NEW YORK (Reuters Health) – Administering acetylcysteine to patients before and after they undergo coronary or peripheral angiography does not reduce the occurrence of contrast-induced nephropathy, according to the results of a large randomized trial conducted in Brazil.
“These findings have important implications for clinical practice and may prevent unnecessary procedure delays and health expenditures associated with the administration of acetylcysteine,” the authors comment in their report in Circulation published online August 22.
Dr. Otavio Berwanger, with Hospital do Coracao in Sao Paulo, and colleagues note that the use of acetylcysteine to prevent acute renal injury by iodinated contrast agents is based on its antioxidant and hemodynamic effects in the kidney. However, most clinical trials testing its efficacy have been small or of poor quality, and results have varied widely.
To address these issues, the team conducted a 46-site randomized trial of acetylcysteine versus placebo in 2308 patients undergoing angiography and who had at least one risk factor for contrast-induced nephropathy: ie, age over 70, renal impairment, diabetes, heart failure or hypotension.
Patients were given two doses of 1200 mg acetylcysteine or placebo before the procedure and two doses afterwards.

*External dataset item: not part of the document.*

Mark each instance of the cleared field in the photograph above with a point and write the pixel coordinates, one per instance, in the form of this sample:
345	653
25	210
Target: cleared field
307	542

The primary endpoint of acute kidney injury, defined as a 25% elevation of serum creatinine above baseline between 48 and 96 hours after angiography, occurred in 12.7% of both the acetylcysteine group and the placebo group (relative risk, 1.00; p=0.97), the researchers found.

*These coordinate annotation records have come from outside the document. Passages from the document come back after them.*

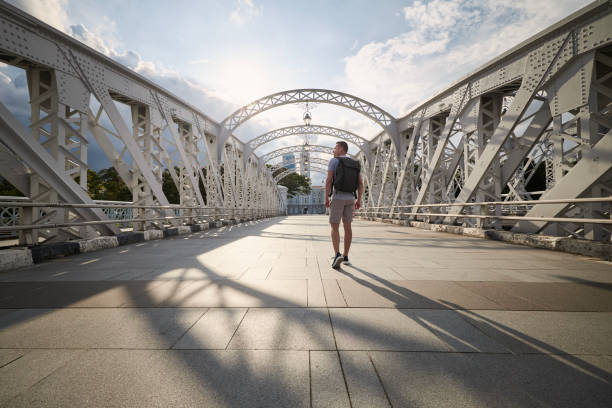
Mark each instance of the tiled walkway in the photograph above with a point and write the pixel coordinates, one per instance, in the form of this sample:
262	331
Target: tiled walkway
254	316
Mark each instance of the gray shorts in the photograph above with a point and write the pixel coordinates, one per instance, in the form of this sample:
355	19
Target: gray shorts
341	209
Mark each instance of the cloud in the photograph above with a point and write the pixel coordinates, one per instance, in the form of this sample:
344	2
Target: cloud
199	61
245	10
52	12
444	39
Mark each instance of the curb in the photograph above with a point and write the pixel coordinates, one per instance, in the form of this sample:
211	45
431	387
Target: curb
593	249
13	258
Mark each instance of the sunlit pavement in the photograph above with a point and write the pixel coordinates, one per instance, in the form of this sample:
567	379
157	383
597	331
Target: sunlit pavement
253	315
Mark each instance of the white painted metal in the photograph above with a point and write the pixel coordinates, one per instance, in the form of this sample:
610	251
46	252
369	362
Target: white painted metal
336	133
165	131
538	113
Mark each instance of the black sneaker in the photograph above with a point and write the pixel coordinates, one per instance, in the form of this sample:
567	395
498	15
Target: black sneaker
337	261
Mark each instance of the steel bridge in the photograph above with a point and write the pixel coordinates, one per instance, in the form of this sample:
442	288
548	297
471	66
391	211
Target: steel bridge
250	313
466	156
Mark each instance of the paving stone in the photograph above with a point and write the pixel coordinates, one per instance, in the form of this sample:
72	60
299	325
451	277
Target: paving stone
327	381
450	327
228	293
257	272
365	389
95	328
497	292
333	296
162	378
564	296
316	294
449	294
453	274
369	293
72	294
355	270
493	380
382	329
9	355
214	330
27	371
284	329
293	272
547	332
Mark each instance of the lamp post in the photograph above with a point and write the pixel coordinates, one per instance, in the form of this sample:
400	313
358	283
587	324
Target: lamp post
307	116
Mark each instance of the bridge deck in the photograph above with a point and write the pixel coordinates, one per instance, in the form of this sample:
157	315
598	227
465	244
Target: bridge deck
253	315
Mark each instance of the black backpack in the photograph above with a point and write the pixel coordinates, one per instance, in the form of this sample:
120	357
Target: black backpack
346	177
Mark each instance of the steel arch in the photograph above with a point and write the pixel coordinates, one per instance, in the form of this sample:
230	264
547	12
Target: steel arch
384	119
296	149
312	160
285	173
306	130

The secondary endpoint of the composite outcome of death or need for dialysis at 30 days was 2.2% in the acetylcysteine group and 2.3% in the placebo group (hazard ratio, 0.97; p=0.92), the report indicates.
Furthermore, acetylcysteine was not associated with any benefit in any of the subgroups analyzed, including those with renal impairment.

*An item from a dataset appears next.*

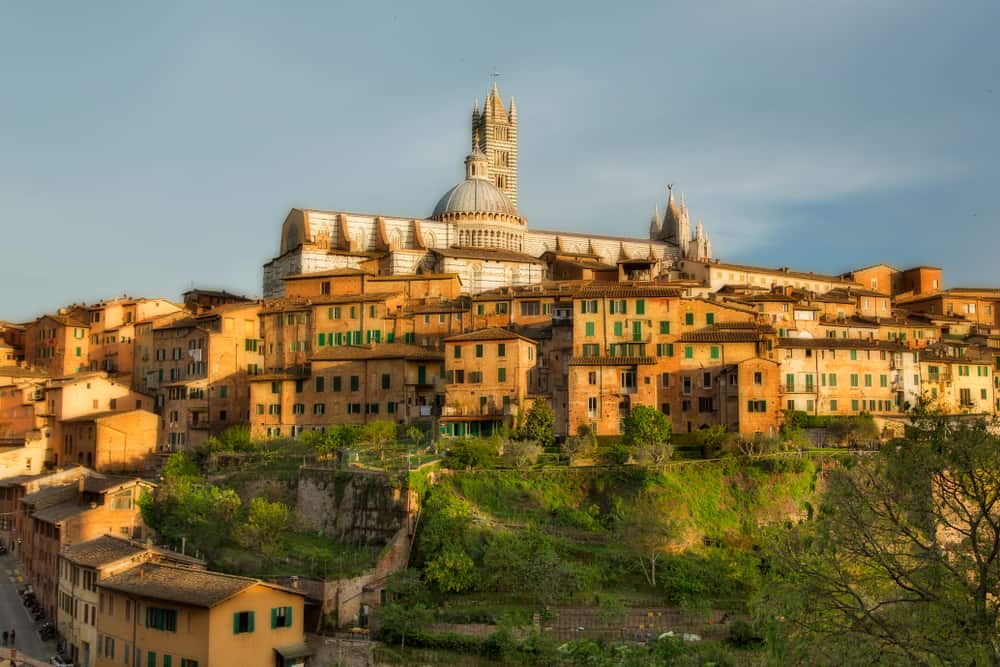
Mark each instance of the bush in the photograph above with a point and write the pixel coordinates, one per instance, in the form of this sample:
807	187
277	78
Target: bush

The investigators also conducted a meta-analysis of their results in the context of 45 other related trials and found “a huge variation in the effect on contrast-induced acute kidney injury, although those with adequate methodological criteria did not show any clinical benefit of acetylcysteine.”
Dr. Berwanger and colleagues conclude, “On the basis of our results, we do not recommend routine use of acetylcysteine for patients undergoing angiography.”